Mary Jo White (left), President Barack Obama’s pick to be the next chairwoman of the Securities and Exchange Commission, said during her confirmation hearing before the Senate Banking Committee Tuesday that she would “commit” to reviewing the comments the agency receives on its fiduciary rule before releasing a proposal on the issue.
Sen. Mike Crapo, R-Idaho, ranking minority member on the committee, asked White if she, as SEC chairwoman, would commit to review the comments the agency receives on its request issued on March 1, which asks for public data regarding the “potential regulatory costs to implement potential changes to fiduciary standards for broker/dealers and investment advisors” before writing a rule. White responded that she would “absolutely” do that, as “this is an important area.”

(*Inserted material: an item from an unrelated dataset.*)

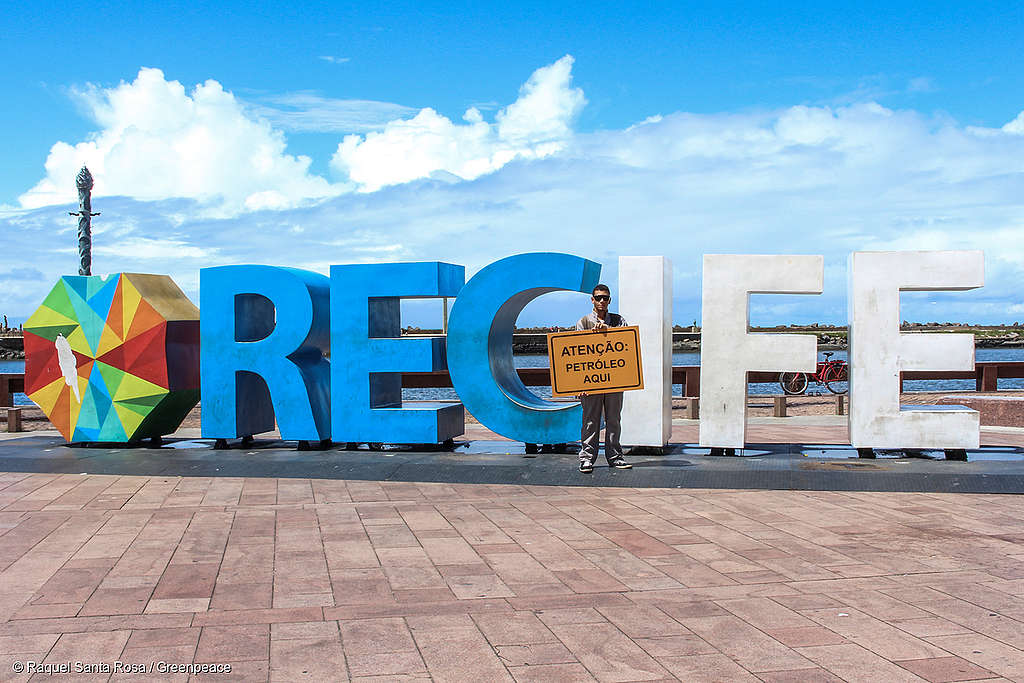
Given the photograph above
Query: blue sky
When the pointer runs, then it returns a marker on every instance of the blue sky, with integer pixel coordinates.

Indeed, in her testimony, White said that one of her “focus” areas as chairwoman would be regulating the conduct of broker-dealers and investment advisors when giving retail investment advice.
While White said that finishing rulemaking mandates under the Dodd-Frank and JOBS Acts “in as timely and smart a way as possible” would be her top priority at the agency, she could not name her top three rulemaking priorities when asked by Sen. Jack Reed, D-R.I.
Stating that the Dodd-Frank and JOBS Acts have both placed a “daunting” task on the agency, White told lawmakers that once at the agency she intended “to personally take charge in assessing” which rules will be priorities.
White testified along with Richard Cordray, who was renominated by Obama to head the Consumer Financial Protection Bureau. Both White and Cordray received “softball” questions during the hearing, and White’s confirmation by the full Senate is expected to receive little resistance.
White pledged to lawmakers that “the American public would be her client” and that she would “work zealously on their behalf.”
Neil Simon, vice president for government relations at the Investment Adviser Association in Washington, says that he expects White will “have strong bipartisan support” as she is confirmed.
Larry Stadulis, a partner at Stradley Ronon in Washington, told AdvisorOne after the hearing that White “shined” when talking about her enforcement priorities for the agency.